We then ventured into the realm of storytelling – and I related the story of the Honey Bee – with its energizing focus on:

  • Goal – produce 40 pounds of honey per year in order for the hive to survive
  • Role – act as a symbiotic team, where five key Roles contribute to achieving the Goal:
    • Producers – (voice of the Cityzen) gather the nectar and pollen and produce the honey
    • Entrepreneurs – (voice of the business/innovators) source new resources and keep the Producers advised of all options
    • Administrators – (voice of the City Managers) allocate resources to reward effective performance
    • Integrators – (voice of the Civil Society/Integrators) integrate all the other Roles for the achievement of the Hive Goal and survival
    • Competitors – (voice of the other Hives in the same eco-region) ensure that the best survival strategies emerge and sustain the species
  • Soul – respond to what is really important. What do we value as individuals and as a Hive?
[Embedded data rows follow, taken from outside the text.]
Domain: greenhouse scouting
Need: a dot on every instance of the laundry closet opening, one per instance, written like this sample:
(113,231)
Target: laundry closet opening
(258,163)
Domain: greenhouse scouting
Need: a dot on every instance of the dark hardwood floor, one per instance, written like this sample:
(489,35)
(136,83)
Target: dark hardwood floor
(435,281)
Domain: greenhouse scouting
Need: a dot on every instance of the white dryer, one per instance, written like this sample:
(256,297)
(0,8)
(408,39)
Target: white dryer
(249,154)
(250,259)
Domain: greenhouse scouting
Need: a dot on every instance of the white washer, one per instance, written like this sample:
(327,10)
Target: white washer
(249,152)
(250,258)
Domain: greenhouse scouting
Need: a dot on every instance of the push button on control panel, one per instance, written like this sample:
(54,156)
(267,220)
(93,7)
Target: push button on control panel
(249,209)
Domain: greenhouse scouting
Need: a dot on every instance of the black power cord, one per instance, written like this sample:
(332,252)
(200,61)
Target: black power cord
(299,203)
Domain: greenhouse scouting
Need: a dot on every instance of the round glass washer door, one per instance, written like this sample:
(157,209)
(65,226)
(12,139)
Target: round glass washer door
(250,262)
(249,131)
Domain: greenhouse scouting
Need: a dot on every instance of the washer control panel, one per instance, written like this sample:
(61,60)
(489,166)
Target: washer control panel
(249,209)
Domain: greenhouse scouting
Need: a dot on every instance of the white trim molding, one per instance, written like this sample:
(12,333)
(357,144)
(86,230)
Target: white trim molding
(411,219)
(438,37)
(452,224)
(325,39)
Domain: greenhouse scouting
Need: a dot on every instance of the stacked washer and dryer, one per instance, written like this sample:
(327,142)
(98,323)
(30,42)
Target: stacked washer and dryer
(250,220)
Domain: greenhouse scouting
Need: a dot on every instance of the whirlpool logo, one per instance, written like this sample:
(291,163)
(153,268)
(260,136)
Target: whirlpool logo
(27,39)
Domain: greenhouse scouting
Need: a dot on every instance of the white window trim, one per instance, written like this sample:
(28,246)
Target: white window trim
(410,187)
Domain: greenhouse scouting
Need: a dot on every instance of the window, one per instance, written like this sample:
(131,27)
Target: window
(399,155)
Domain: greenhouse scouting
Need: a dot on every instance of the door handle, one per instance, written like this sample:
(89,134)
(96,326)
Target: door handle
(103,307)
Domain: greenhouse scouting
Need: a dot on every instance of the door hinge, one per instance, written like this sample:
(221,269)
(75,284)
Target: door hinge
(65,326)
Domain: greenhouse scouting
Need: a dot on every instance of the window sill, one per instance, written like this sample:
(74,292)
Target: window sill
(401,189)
As the dialogue started to unfold we were able to ask ourselves some interesting questions:

  • In the Human Hive – what is the equivalent goal of the 4o pounds of honey that we must produce in a year? How do we honour the power of human consciousness and culture in setting goals for City wellbeing and survival?

How do the Roles in the Hive relate to the Voices in the city? (We marked them above in brackets.)

Just as we seemed to be on a “radically optimistic roll”,  a strain of criticism and negativity started to creep into the conversation. I interjected a state-shifting question: “Would you like to try an experiment?”  Yes, they agreed!!  Turning to the person beside them, I asked them to each tell this story:

Tell me about a time when you were really involved or excited about an election? Who was there? Why were you excited? Where was it? When?

The room burst into noisy and positive exchange. I could hardly call them back above the din.  But when I did, I asked each conversation dyad to identify three values they saw in their stories. Quickly again the room exploded … and we were subsequently able to fill a flip chart with the values that had engaged them:

Listening, Caring, Sharing, Giving back, Recognition, Community, Supporting, Growing, Genuine Curiosity, Multiple Generations, Linking Across Cultures, Working for Something they Believed in, Imagining the Future

In a flash we saw that these values revealed the Souls of the election process. We had easily jumped from the depressing consideration of no new candidates or no positive slates for future elections, to recognizing that Cityzens (just like the bees) are always casting their ballots before, during and after elections – somehow trying to survive even without clear Goals, Roles or Souls.

The Think Tank realized they had discovered how framing elections in the context of Goals, Roles and Souls Changes “Business as Usual”!

And their lively exploration of Goals, Roles and Souls also revealed the reality of the Master Code:

  • Take care of ourselves
  • so we can … Take care of each other
  • so we can …Take care of this place
  • so we can … Take care of this planet.

And before we could enjoy our cup of tea and cookies, the circle insisted that we identify the topic of their next dialogue. That was easy … everyone wanted to know:

How can we imagine the future of our City?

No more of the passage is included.